Os capítulos finais do livro examinam as contradições inerentes ao capitalismo: a anarquia da produção capitalista bem como um impulso incessante para acumular dá lugar a crises regulares na produção e nos mercados financeiros, “as quais marcam a fundo e de modo grotesco pontuam nossa paisagem económica actual”.

Ela expõe o fracasso da análise económica convencional para explicar estas crises regulares e recorrentes na produção e investimento capitalista que periodicamente levam ao desemprego em massa e perda de meios de subsistência por todo o mundo. A teoria económica dominante não pode explicar isto porque a sua análise “começa e termina na superfície da economia – flutuações de preços, política monetária e mercados financeiros.
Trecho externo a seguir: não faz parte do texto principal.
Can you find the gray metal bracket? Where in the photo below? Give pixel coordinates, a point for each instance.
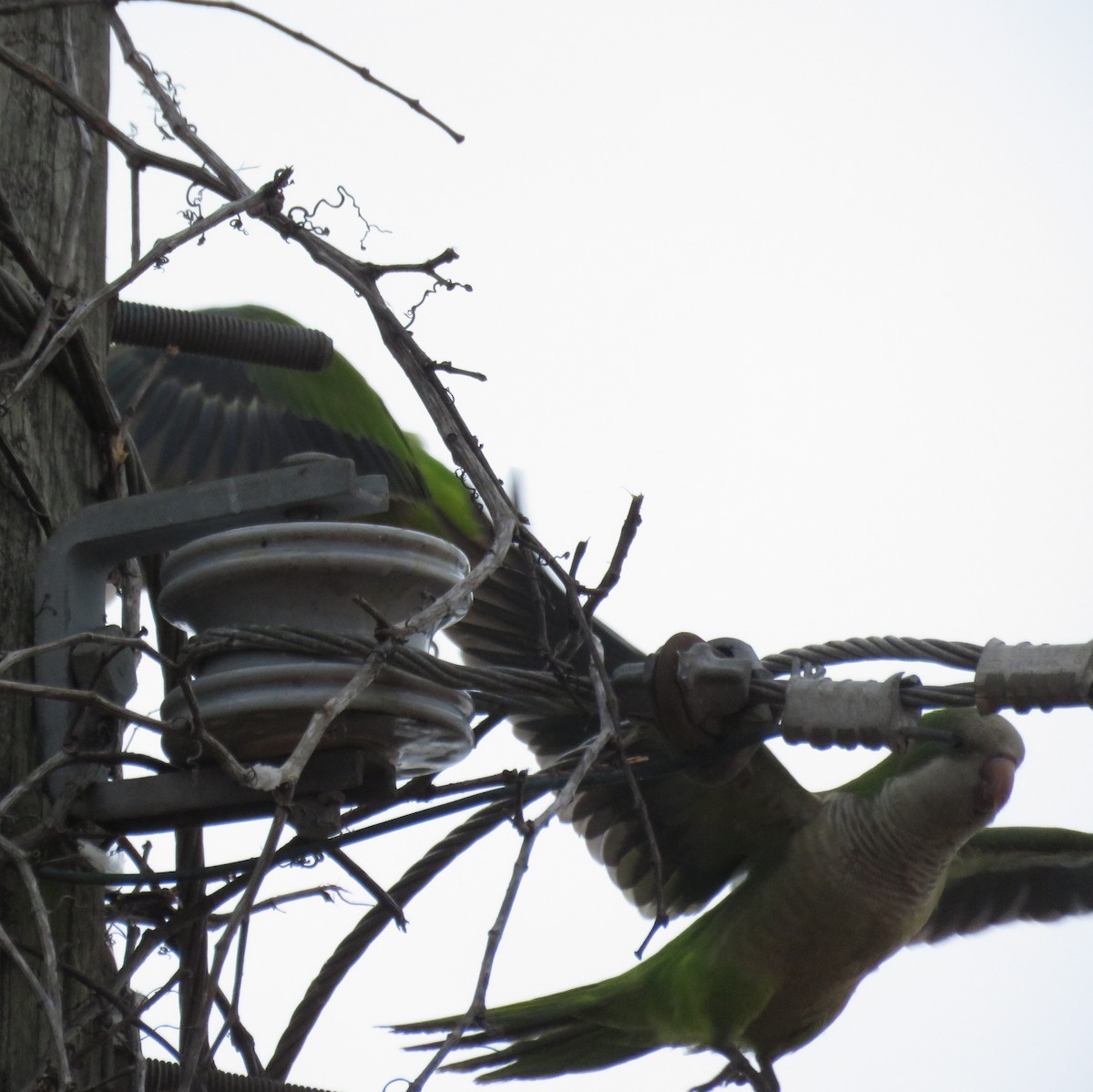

Mas os marxistas argumentam que as crises têm origem no núcleo do sistema e não são impostas ao sistema do lado de fora”. Ela destaca que, embora “os economistas keynesianos ofereçam uma explicação para as crises como inerentes ao sistema, em última análise, uma vez que Keynes não via o crescimento ou os lucros como essenciais ao sistema, ele assumia que a regulamentação poderia providenciar um meio de reafirmar a harmonia do capitalismo”. Por isso, respostas políticas keynesianas tem-se mostrado inadequadas para barrar crises.

Isso me leva à própria visão de Thier da teoria marxista da crise e aqui divirjo. Thier adverte seus leitores de que “marxistas têm discordado sobre como aspectos dos escritos de Marx – queda da lucratividade, superprodução (ou em alguns casos, subprodução), desproporcionalidade entre ramos, o papel do crédito – são enfatizados e como essas peças se encaixam”.
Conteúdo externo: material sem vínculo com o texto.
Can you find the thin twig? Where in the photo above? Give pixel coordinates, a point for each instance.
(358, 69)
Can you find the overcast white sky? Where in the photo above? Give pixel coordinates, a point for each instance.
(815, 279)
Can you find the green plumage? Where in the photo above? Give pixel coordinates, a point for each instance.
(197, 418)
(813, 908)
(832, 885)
Thier segue Marx e Engels ao, correctamente, rejeitar a versão mais popular: a do subconsumo; nomeadamente que os trabalhadores não podem comprar todos os bens que produziram e que os capitalistas tentam vender, provocando uma queda (slump) devido à ‘falta de procura.
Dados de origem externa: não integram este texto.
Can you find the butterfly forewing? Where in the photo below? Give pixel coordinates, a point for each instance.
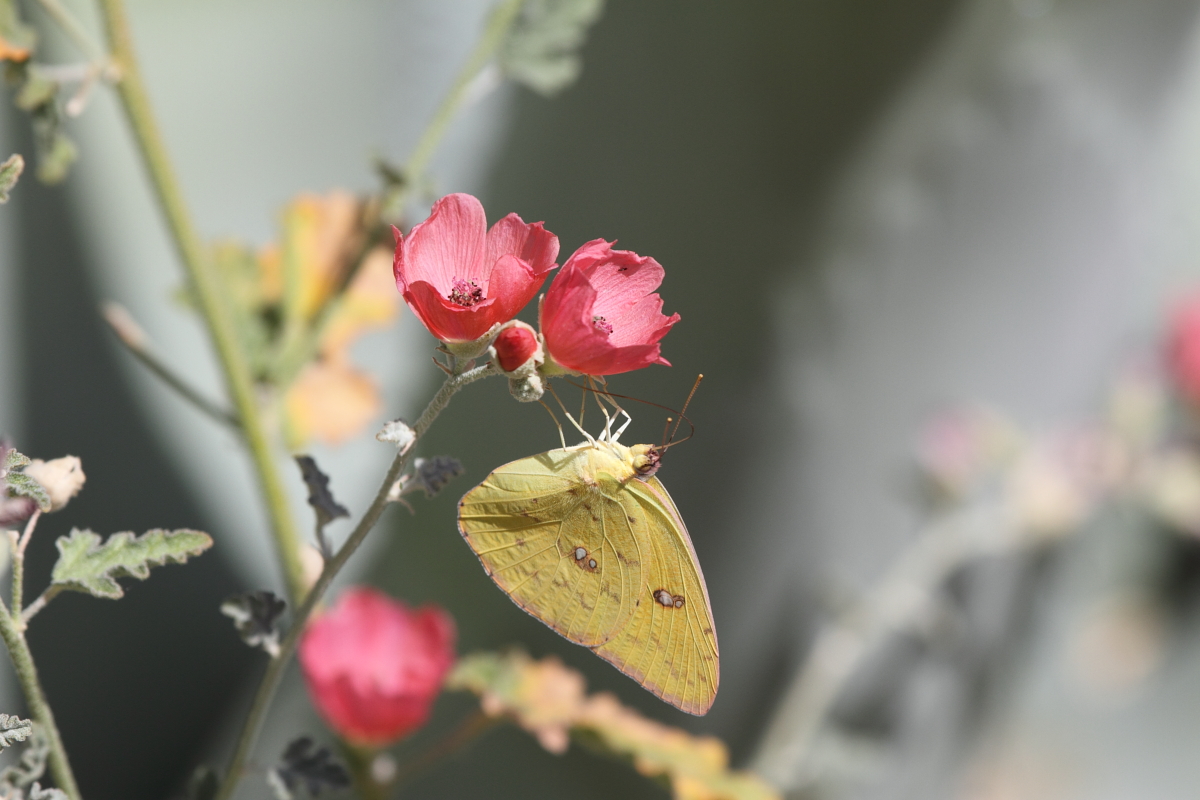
(670, 644)
(559, 548)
Em vez disso, Thier adota uma teoria de superprodução . Aqui ela segue de perto o trabalho do teórico da superprodução, o bolchevique Pavel Maksakovsky , e do economista marxista Simon Clarke , o qual escreveu:   “os capitalistas lançam uma massa crescente de mercadorias no mercado. No entanto, este aumento na produção não foi motivado pelo desejo de atender à procura em expansão, mas por um desejo de aumentar a produção de valor excedente (surplus value) . Esta compulsão cria uma tendência para os capitalistas superproduzirem – para que a produção seja superior à procura, muitas vezes muito além do que o mercado pode absorver”.

Thier conclui que “a expectativa febril da expansão acaba por sobrecarregar o mercado. Demasiados bens foram produzidos para poderem ser vendidos aos preços exagerados produzidos pelo boom, ou mesmo pelo seu valor. A inflação de preços atinge um ponto em que ameaça a procura efectiva” e então segue-se uma queda.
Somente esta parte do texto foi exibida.